Ik heb rechten.
Ik heb er zelfs teveel.
Teveel om te onthouden, teveel om me aan te houden.

Ik heb consumentenrecht, stemrecht, burgerrecht, portretrecht en sinds 2009 heb ik zelfs auteursrecht.
Zoveel rechten dat ik ze niet eens allemaal ken en gebruik.
Zoveel dat ik er waarschijnlijk vele misbruik.
Maar ik heb ze wel.

De Mensenrechtenverklaring.
Al zoveel jaar het mooiste verdrag wat er is.
Het is geldig voor iedereen.
Enige eis is dat je mens moet zijn.
Het verdrag waarmee mensen elkaar als mens erkenden.
Waarmee mensen aangaven: jij bent even belangrijk als ik.

Als je naar de eerste twee artikelen van het verdrag kijkt kun je niet anders dan – JA –  knikken.
Er staat eigenlijk: iedereen is vrij en gelijkwaardig ongeacht dat we anders zijn.
En iedereen moet daar zo verstandig en respectvol mogelijk mee omgaan.

Artikel 1
Alle mensen worden vrij en gelijk in waardigheid en rechten geboren.
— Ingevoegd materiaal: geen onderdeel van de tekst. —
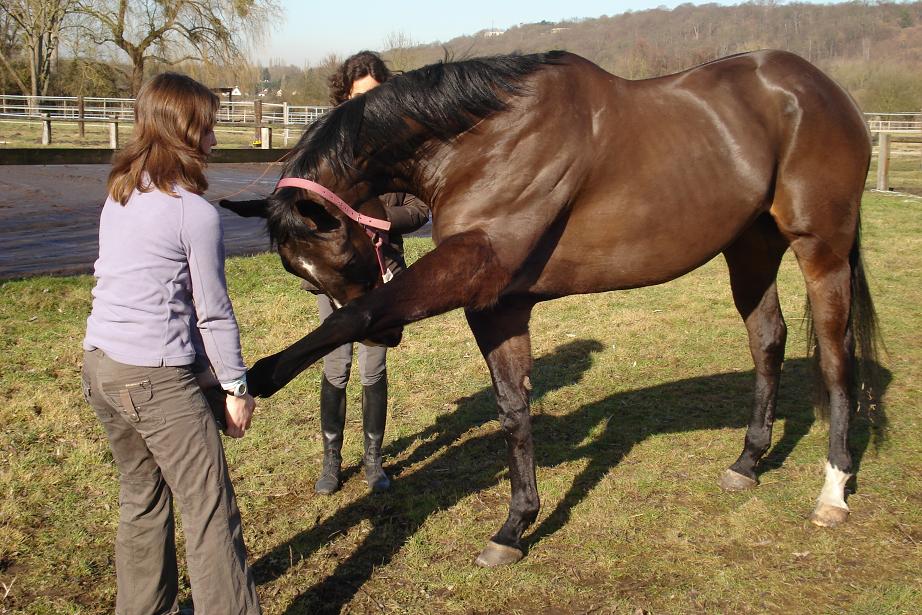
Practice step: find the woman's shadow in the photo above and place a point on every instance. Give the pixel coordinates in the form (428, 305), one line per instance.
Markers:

Zij zijn begiftigd met verstand en geweten, en behoren zich jegens elkander in een geest van broederschap te gedragen.

Artikel 2
Een ieder heeft aanspraak op alle rechten en vrijheden, in deze Verklaring opgesomd, zonder enig onderscheid van welke aard ook, zoals ras, kleur, geslacht, taal, godsdienst, politieke of andere overtuiging, nationale of maatschappelijke afkomst, eigendom, geboorte of andere status. Verder zal geen onderscheid worden gemaakt naar de politieke, juridische of internationale status van het land of gebied, waartoe iemand behoort, onverschillig of het een onafhankelijk, trust-, of niet-zelfbesturend gebied betreft, dan wel of er een andere beperking van de soevereiniteit bestaat.

En dan artikel 3.

Het artikel waar het allemaal om gaat staat op de derde plaats.
Want het is niks waard als artikel 1 en 2 er niet zouden zijn.
Als wij niet in staat zijn de ander als gelijkwaardig te zien, te laten leven zoals hij zelf wil; dan is artikel 3 nietszeggend.
Dan is het een artikel dat, hoe essentieel ook, er niet toe doet.
Maar het is de kern.

Van alles.
Van leven.
Van vandaag.

Artikel drie is de kern van menszijn.
Van een goed mens willen zijn.
Van de ander er laten zijn.
Van gunnen.
Want een recht is niets.
Je kunt het niet opeisen.
Het is pas iets als je elkaar het leven gunt.
En als je zelf genoeg hebt, waarom zou je dan niet?

Artikel 3
Een ieder heeft het recht op leven, vrijheid en onschendbaarheid van zijn persoon.